Horror of road carnage


Statistics from the Directorate of Road Traffic and Safety Services (DRTSS) say it all: In just three months from July to September this year, 329 lives were lost on the roads of Malawi.

Travelling by road while enjoying the beautiful scenery across the country was once a marvel.

But, for all its accessibility and affordability, travelling by road is no longer pleasurable. It has become so scary people are not sure as to whether they will arrive at their destination in one piece.


The road accident, which claimed the lives of 24 Malawi Defence Force (MDF) soldiers recently at Mapanjila in Mzimba, has left the nation horrified and chilled to the bone.

Every week, there are reports of all types of vehicles, whether in excellent or poor condition, getting involved in accidents.

Diseases such as cholera, HIV and Aids, diarrhoea and malaria, which were once feared as life-threatening, are being undermined in the face of the numerous road accidents.


And Malawians are shifting the blame on different stakeholders tasked with the responsibility of making the country’s roads safe.

But DRTSS spokesperson, Angellina Makweche, attributes the soaring numbers in road accidents to over-speeding.

Makweche says there were 854 road accidents between July and September this year, with 329 human lives lost.

“The Central Region registered most road accidents, totalling 500, of which 150 were fatal. The Southern Region recorded 262 road accidents,” says Makweche.

She says the directorate is devising ways of reducing road accidents.

These include the introduction of a Toll Free line dabbed 4040 where people can call and report any road traffic violations. It has also intensified awareness and enforcement exercises and the reviewing of the Regulation and Road Traffic Act to suit the current environment.

Makweche says road safety is a cross-cutting issue and requires coordination from different sectors, including the public.

Southern Region Police spokesperson, Rodney Mushane, says the conduct of most drivers on the roads is the major factor in the carnage on our roads.

“Most drivers ignore road signs, some drive under the influence of alcohol while others have a sheer excitement of over-speeding,” Mushane says.

He refutes accusations that traffic police have failed to control road accidents.

“The public should be advised that they have a responsibility to prevent these accidents from happening.

“They should ensure that their vehicles are road worthy, and that they are carrying the recommended load capacity.
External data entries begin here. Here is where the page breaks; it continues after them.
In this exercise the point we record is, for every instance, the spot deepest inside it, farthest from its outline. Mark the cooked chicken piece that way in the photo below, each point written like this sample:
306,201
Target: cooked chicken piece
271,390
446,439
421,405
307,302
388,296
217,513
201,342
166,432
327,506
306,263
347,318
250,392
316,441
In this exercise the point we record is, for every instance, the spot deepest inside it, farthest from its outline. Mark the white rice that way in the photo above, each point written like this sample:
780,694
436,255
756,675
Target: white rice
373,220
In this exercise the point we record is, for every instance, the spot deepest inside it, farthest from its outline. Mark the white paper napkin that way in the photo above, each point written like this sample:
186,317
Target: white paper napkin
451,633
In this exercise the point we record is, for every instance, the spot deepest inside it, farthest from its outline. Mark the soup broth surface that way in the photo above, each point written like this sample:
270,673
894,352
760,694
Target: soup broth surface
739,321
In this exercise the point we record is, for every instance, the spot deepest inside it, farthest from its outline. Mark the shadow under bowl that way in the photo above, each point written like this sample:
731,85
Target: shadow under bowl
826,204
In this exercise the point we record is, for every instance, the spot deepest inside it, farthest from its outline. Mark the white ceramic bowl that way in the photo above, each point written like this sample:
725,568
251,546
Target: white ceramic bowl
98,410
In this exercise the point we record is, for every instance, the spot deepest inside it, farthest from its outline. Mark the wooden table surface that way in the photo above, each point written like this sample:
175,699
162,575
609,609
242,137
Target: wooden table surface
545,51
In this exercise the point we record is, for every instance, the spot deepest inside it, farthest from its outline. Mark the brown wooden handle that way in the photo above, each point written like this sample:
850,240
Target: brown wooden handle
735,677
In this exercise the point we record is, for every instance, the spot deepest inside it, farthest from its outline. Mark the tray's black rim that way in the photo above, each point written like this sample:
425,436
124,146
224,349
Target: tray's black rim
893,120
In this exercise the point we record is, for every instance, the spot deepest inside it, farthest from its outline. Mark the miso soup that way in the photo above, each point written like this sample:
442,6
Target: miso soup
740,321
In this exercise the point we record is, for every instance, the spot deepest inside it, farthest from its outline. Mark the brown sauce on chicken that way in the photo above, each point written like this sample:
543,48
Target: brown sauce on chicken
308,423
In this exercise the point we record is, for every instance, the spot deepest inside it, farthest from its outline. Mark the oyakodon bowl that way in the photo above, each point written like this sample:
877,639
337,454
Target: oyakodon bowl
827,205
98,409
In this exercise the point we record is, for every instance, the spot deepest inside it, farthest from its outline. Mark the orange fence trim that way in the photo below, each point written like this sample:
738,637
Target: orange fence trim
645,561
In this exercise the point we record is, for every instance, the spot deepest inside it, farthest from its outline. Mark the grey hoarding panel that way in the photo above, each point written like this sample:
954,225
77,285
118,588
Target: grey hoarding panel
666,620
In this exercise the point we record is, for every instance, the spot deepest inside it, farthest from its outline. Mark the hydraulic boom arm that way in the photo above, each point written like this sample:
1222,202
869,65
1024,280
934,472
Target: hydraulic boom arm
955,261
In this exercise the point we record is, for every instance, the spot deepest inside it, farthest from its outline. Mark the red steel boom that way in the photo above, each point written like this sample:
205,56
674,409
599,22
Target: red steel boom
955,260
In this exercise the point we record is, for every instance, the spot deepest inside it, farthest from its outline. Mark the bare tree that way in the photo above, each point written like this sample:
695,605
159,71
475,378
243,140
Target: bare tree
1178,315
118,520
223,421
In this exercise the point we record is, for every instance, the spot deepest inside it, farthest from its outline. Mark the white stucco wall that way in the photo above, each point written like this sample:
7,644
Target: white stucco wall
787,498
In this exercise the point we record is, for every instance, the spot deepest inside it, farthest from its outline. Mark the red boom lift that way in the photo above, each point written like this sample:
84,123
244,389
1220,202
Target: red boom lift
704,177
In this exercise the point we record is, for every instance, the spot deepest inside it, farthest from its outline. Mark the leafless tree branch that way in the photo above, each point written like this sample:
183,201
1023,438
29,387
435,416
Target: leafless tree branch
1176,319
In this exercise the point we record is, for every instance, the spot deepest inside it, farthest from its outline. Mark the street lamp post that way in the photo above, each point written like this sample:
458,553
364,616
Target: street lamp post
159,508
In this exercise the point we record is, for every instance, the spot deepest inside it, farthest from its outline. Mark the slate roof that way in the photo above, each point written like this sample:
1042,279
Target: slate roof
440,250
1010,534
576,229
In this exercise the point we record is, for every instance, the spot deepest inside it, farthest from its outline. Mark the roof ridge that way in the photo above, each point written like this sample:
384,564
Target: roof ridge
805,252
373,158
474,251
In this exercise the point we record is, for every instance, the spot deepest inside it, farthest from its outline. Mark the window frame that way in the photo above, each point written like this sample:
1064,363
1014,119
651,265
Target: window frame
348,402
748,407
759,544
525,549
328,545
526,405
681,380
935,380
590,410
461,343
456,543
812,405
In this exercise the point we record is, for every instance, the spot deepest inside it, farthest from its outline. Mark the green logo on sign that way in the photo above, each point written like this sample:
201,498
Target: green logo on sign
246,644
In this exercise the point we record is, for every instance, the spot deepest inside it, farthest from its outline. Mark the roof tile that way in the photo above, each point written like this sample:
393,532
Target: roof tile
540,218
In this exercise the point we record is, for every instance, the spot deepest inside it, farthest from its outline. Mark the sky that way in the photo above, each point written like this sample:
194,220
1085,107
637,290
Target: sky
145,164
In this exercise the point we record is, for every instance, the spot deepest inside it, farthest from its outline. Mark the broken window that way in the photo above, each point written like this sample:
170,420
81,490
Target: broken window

Passengers must ensure that drivers are driving responsibly and report them should they behave otherwise,” he says.

Speed traps, use of breathalysers and roadblocks are other measures that the traffic police are using as means of reducing cases of road accidents on the roads of Malawi.

But the Roads Authority (RA), an institution mandated to construct and look after the country’s main roads, says the increasing cases of accidents have nothing to do with roads’ condition.

“Our roads are very safe and, as Roads Authority, we are always ready to do maintenance works where we feel it is not safe for motorists to travel safe,” says Portia Kajanga, RA spokesperson.

She says drivers’ mindset, condition of vehicles and fatigue are the major reasons behind soaring road accidents in Malawi.

“People don’t check the conditions of their vehicles and this is dangerous. Motorists should always make ensure that their cars are in good conditions before embarking on a journey,” Kajanga says.

She adds that motorists should not drive when they feel tired because fatigue results in lapse of concentration on the road.

Baxton Kapachira is a minibus operator in Blantyre City. While admitting poor road use by motorists as a major contributing factor to road accidents, he says road accidents are just like any other catastrophe; cannot be predicted.

“An accident is an accident. We just need to be careful when on the roads,” Kapachira says.

In the face of threats from road accidents, a platform of opportunity has emerged for some people of God who offer prayers and sermons of comfort in buses.